I swore once, as a child, that I would be one of the best Enforcers, and there I am. One of me. And another of me that will be the top Enforcer after that. And a third who will be the best after me again.
That for themselves a cooling covert make
'Gainst the hot season; the mid forest brake,
Piece by piece my magic works, like ants once did, rebuilding the Garden of Time, and the Long Arch, and Mid-Childa itself, until shaped from mud and clay, held together by magic, the bricks of my city did stand. And elsewhere in the worlds that were once administrated space, my clones work. I look up at the sky, a moment, and see the sun, where it shines, and marvel in my dreaming that I had thought it so awesome.
It grants incredible light and heat, from so far away, but to an immortal of infinite power? I might well be able to craft another one should I so desire.
Rich with a sprinkling of fair musk-rose blooms;
And such too is the grandeur of the dooms
And I consider to myself, examining a cluster of roses I have made, what story I should dream of next, whether it be of my long dead history, or perhaps I will craft myself a change. Perhaps the villain of this dream should not be Scaglietti, trifling little nothing that he was, but perhaps in my wanderings I'll make the enemy the very magicks of the world itself.
Perhaps I’ll change my own world completely, and examine my world from the perspective of a high school. Populate it with those lost friends and acquaintances, the dreaming of a thousand more lifetimes whose tales some distant writers in other places believe they are creating, when in truth they merely watch from the vistas of their minds and record the tales they witness for others to experience as they themselves have.
We have imagined for the mighty dead;
All lovely tales that we have heard or read:
All is set once again, and I have made up my mind: I rewind my memory to the day all hell broke loose, when Precia surprised me after her long dormancy, on the day of my marriage with Nanoha, having gathered her remaining strength to take her last desperate chance at undoing the universe. An event that, as in every scenario I enact, will not happen.
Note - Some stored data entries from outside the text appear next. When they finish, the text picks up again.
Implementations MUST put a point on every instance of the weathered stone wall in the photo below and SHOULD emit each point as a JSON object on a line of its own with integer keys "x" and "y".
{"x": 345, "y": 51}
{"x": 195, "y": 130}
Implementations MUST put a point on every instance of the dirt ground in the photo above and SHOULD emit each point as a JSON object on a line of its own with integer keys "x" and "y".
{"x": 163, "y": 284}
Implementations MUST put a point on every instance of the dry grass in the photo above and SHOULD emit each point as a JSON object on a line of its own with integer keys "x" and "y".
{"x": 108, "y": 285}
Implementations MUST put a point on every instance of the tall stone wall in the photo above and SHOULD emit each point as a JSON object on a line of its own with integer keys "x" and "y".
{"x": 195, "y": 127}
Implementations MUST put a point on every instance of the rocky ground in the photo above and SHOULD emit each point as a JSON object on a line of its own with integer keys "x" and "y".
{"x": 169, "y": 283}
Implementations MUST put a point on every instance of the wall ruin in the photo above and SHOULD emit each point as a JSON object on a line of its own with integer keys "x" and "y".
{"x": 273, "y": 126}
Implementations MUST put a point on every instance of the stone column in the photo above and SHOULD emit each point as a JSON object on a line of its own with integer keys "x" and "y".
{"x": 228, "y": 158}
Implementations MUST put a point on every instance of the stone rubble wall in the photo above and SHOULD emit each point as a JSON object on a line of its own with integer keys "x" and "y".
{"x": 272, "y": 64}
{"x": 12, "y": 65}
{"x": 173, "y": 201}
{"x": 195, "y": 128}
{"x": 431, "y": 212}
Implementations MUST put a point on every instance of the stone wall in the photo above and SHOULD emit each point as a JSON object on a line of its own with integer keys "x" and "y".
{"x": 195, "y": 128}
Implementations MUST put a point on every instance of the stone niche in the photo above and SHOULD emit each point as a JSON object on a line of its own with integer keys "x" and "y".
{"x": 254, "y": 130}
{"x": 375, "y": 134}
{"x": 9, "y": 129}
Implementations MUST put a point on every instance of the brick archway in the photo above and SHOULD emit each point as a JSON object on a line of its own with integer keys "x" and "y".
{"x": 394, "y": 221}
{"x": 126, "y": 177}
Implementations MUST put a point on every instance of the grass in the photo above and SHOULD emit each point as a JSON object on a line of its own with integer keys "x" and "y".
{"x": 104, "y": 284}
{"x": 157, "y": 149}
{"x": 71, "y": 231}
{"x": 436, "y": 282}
On a spur of the moment, as I did the last time, I rewind it another nine hours further back.
I close my eyes.
I open my eyes from my blink and stare at my ceiling, feeling rapturous inside.
One less than twenty six. Twenty five is a squared number. Twenty five marbles can be arrayed into a clean quadrilateral.
Twenty five, a year older than twenty four.
Tomorrow, I, Fate T. Harlaown, will be twenty five.
Tomorrow morning is a happy occasion. Especially for me. Tomorrow morning marks the end of an era.
As of tomorrow morning, Takamachi Nanoha is getting married.
As of tomorrow morning, I will once again be with the one I love.
An endless fountain of immortal drink,
Pouring into us from the heaven's brink.
This one-shot was inspired by a similar story I've read on FF.net.
The idea that inspires it is the following: God created the universe so that he could have friends.
It's an interesting interpretation of what fanfiction is; the desperate attempts of a lonely god to return to what she knows and loves.
Endymion is the story of a man who sleep and dreams of other worlds and realities where things are different.
I think it's beautiful.It remembers me of Mokou at beginning.It almost made me wanna cry......realy beautiful
I think it's a very nice work, good job !
; ~ ; JOKULLLLLLLLLLLL WHY IS THAT SONG SO PERFECT WITH THIS?! >_>;
THIS IS... AWESOME. *four thumbs up, including Ayah's*
For some reason it makes my head hurt.
It's brilliantly written and I keep re-reading and my head keep hurting.
It feels so bleak. I guess immortality isn't all that it's cracked up to be.
This... is simply excellent. Hat's off to you Jok, you deserve it.